Islandora is an open source project allowing users to manage a Fedora repository through PHP using a Drupal front end. Fedora repositories are adept at maintaining and versioning metadata accompanying scholarly objects. Islandora provides an intuitive way to use Fedora to create, access and manage document collections, and is currently being used across a varied number of use cases. [38]

Various “solution packs” within Islandora are available for different types of projects. The Digital Humanities Solution Pack is specifically designed for text editing and annotation, based on Shared Canvas and CWRC (for editing TEI and adding links). These tools are used to access, edit, and retrieve information held in repositories, including TEI transcriptions of texts, OCR tools related images, annotations and metadata. This Digital Humanities project within Islandora is sponsored by EMiC to develop a suite of applications for managing and critically analysing Canadian modernism. As one of the authors of this paper is the lead programmer of both these projects, he can incorporate these transformations into the workflow to expose the data publicly. Of particular interest is the ability to extract data from TEI to build and maintain authority lists.

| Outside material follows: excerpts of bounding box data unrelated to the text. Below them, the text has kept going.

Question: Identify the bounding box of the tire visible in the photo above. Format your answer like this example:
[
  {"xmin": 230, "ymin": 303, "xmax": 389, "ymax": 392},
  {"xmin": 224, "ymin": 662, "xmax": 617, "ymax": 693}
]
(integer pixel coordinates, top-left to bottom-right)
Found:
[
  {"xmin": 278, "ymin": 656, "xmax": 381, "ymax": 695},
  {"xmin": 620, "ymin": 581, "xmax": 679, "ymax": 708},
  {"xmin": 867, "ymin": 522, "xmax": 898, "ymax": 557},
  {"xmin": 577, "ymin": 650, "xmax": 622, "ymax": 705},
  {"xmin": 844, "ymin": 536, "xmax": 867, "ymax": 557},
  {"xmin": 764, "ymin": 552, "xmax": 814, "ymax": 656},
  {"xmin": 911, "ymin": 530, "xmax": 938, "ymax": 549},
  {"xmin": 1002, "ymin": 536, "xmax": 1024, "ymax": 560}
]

The Islandora Critical Editions module exposes a GUI allowing the addition and viewing of RDF entities and TEI tags. No knowledge of XML is required. Entities tie textual offsets to objects from authority lists, userentered notes, external links, or date ranges through RDF. Image annotations are OAC RDF annotations.

Concluding remarks

We offer a functional XSLT for converting TEI to RDF, incorporating the recent application of <relation> for encoding RDF within TEI and extracting TEI <relation> elements and selected structural markup as RDF files.

Future SAWS/Islandora collaboration will investigate the enhancement of TEIencoded documents and a more user-friendly environment for editing, managing and linking texts. The DH Solution Pack by Islandora is available by request but has not yet been released in beta version. It is intended that SAWS will have implemented and tested a working version of the DH Solution Pack by June 2013. Any DH project that wants to link TEI files with other sources of information will, we argue, benefit from investigating the DH Solution Pack. It has wide implementation possibilities and will be particularly useful for projects using right-to-left languages.

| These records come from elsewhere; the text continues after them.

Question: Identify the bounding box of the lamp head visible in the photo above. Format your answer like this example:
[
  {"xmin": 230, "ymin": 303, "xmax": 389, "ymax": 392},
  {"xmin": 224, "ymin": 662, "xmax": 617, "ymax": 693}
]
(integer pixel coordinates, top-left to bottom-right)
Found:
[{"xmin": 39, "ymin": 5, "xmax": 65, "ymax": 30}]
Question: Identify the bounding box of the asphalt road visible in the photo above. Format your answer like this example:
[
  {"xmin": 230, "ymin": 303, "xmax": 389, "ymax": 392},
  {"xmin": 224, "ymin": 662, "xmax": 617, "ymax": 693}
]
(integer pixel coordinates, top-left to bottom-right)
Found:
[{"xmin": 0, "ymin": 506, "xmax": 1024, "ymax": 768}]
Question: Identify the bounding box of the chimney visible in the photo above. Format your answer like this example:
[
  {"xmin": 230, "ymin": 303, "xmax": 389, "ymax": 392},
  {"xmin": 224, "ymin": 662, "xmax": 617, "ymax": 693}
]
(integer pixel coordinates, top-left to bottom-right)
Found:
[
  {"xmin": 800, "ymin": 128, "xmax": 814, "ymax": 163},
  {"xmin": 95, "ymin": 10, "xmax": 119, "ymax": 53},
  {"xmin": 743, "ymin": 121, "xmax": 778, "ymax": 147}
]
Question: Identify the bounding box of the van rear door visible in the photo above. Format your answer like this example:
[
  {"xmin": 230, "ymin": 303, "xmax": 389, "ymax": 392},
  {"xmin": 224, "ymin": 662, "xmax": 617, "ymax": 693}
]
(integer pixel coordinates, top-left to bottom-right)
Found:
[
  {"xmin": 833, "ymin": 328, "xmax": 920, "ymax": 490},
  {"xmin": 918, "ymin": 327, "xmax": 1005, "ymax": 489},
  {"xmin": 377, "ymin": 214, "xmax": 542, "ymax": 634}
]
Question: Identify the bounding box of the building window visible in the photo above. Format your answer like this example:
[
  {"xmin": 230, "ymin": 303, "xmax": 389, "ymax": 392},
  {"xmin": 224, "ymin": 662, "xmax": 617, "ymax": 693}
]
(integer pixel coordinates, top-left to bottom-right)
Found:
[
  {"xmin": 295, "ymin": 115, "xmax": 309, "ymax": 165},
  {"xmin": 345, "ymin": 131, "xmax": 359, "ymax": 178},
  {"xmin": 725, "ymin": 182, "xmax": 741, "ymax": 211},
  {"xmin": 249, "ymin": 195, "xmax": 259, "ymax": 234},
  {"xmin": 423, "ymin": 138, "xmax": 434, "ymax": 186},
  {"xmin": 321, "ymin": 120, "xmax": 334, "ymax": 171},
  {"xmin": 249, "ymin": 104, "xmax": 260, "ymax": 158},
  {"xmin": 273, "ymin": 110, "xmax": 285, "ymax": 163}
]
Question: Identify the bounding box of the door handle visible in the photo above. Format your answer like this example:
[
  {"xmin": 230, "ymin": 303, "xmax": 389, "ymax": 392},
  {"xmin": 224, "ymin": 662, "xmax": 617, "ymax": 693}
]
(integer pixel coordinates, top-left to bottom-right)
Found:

The outcomes of this SAWS/Islandora collaboration should apply across a wide variety of texts. It is hoped that this paper will stimulate further interest in RDF and Linked Data within TEI, particularly amongst Digital Humanists wishing to work with a broader range of Humanities scholars.


1. http://www.ancientwisdoms.ac.uk. Last accessed October 2012.

2. John Unsworth. (2003). Tool-Time, or 'Haven't We Been Here Already?' Ten Years in Humanities Computing. Delivered as part of "Transforming Disciplines: The Humanities and Computer Science," Washington, DC. Available at: http://people.lis.illinois.edu/~unsworth/carnegieninch.03.html (last accessed 20th July 2012).

3. Anna Jordanous, K. Faith Lawrence, Mark Hedges, and Charlotte Tupman. (2012). Exploring manuscripts: sharing ancient wisdoms across the semantic web. In Proceedings of the 2nd International Conference on Web Intelligence, Mining and Semantics (WIMS '12), Craiova, Romania.

4. Tupman, Charlotte; Hedges, Mark; Jordanous, Anna; Lawrence, Faith; Roueche, Charlotte; Wakelnig, Elvira; Dunn, Stuart. (2012). Sharing Ancient Wisdoms: developing structures for tracking cultural dynamics by linking moral and philosophical anthologies with their source and recipient texts. In Proceedings of Digital Humanities (DH2012), Hamburg, Germany.

5. Hedges, Mark; Jordanous, Anna; Dunn, Stuart; Roueche, Charlotte; Kuster, Marc W.; Selig, Thomas; Bittorf, Michael; Artes, Waldemar;(2012). "New models for collaborative textual scholarship,", Proceedings of the 6th IEEE International Conference on Digital Ecosystems Technologies (DEST), Campione d’Italia, Italy.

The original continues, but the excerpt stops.